Refactor compiler skeleton #22

simon-staal · 2024-03-04T22:53:23Z

Changes:

Replaced old-style #ifndef header guards with #pragma once
Wrapped nodes in AST namespace - it's in general good practice to do this in projects, and I think it'll help encourage students to do this without being too confusing for them.
Replaced Node* stored by nodes to NodePtr = std::unique_ptr<const Node>. This change incorporates a couple elements:
1. Immutability of AST: The AST is constructed by the parser, and all the information a node needs is available once it's constructed. making everything const reduces the chances of programmer error
2. Switch from manual memory management to RAII: Using new and delete manually is very C-like (/ pre C++11). Although it's all that students are taught in Y1, I think understanding what a std::unique_ptr is is relatively straightforward, and encourages students to use a more modern interface.
3. Aliasing node storage type: by defining NodePtr as an alias for the stored type, it not only saves on characters, but makes it much easier for students to switch this type out with something else (like raw pointers) if they find the use of std::unique_ptr too confusing.
TypeSpecifier is no longer a Node - this makes sense imo because just a type specifier is never enough information for you to produce assembly, meaning that EmitRISC(...) will always have an empty / throwing implementation.
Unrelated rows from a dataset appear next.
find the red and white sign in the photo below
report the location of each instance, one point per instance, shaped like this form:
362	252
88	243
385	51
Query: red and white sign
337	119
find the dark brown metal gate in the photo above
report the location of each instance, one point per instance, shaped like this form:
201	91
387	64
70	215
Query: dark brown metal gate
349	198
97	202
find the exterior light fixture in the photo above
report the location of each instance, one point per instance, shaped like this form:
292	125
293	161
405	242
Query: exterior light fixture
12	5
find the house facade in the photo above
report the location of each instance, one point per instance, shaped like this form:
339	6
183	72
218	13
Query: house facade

Also switched to using an enum class instead of a std::string for hopefully obvious reasons.
Removed branches_ from Node - see here for reasoning
Fixed memory leaks - see Memory leaks in compiler skeleton #21. I'll probably make a separate PR into main to fix this since it's minimally invasive and it's kinda unfair to assess students on not leaking memory if we give them a leaky base.
- Added valgrind to the docker env to make it easier for students to use it
- Add docs explaining how to check for memory leaks
- Explicitly mention memory management as part of the 10% of marks given for "nice code"
[nit] (only style change) Changed types from T & to T& - I think it's much nicer to have the type information all together rather than separated by whitespace (sorry, I couldn't resist)

Other considered changes:

Adding more intermediate abstract classes - in the future, students may need to get information from special types of nodes, for example, getting the name of an identifier. Adding a virtual method to their base node class would be bad practice, as would dynamic casting the member, it would be better for the relevant class to store the derived node type directly / a more specialised abstract class (i.e. Expression). Unfortunately, with the basic skeleton we provide, there's no really meaningful intermediate abstract classes we can really provide, for example, we could make Return store a pointer to an Expression instead of a general node, but currently an Expression and a Node are exactly the same (it would also make it more difficult for them to switch out the pointer implementation they're using). In general, I'm hoping that TypeSpecifier is enough to show them that it's fine for different Nodes to store things which aren't Nodes / it's fine for them to add more types to their parser.
Reducing copying using move semantics - when constructing things like Identifier, it would be best practice to use move semantics to avoid copying the string unnecessarily. However, move semantics / r-values is definitely something I'd classify as a more advanced topic, and since we're not really concerned about performance, I don't think there's enough upside to include it to justify the extra burden on the students.

…created AST namespace

Fiwo735

Thanks for the awesome changes! I have some comments below:

I also like T&/T* more than T &/T *.
#pragma once seems like a less-error prone concept, but StackOverflow is still divided - do you have some insights from industry? The companies I worked for still used classic header guards.
Namespace names should be lowercase according to Google Style Guide that we are following.
NodePtr usage is inconsistent - there are still many places that use Node*.
I like the use of unique_ptr - however, it might be a little tricky, so it should definitely be explained well in the docs.
New implementation of type_specifier is a bit advanced, but I do like the changes. Hopefully we can assume that people implementing more types than int would be proficient enough to understand the used constructs.
I think type_specifier should still be split into .hpp and .cpp as currently all the implementation is in .hpp.
emplace_back needs a mention in the docs along with move semantics in general as it's certainly an advanced topic.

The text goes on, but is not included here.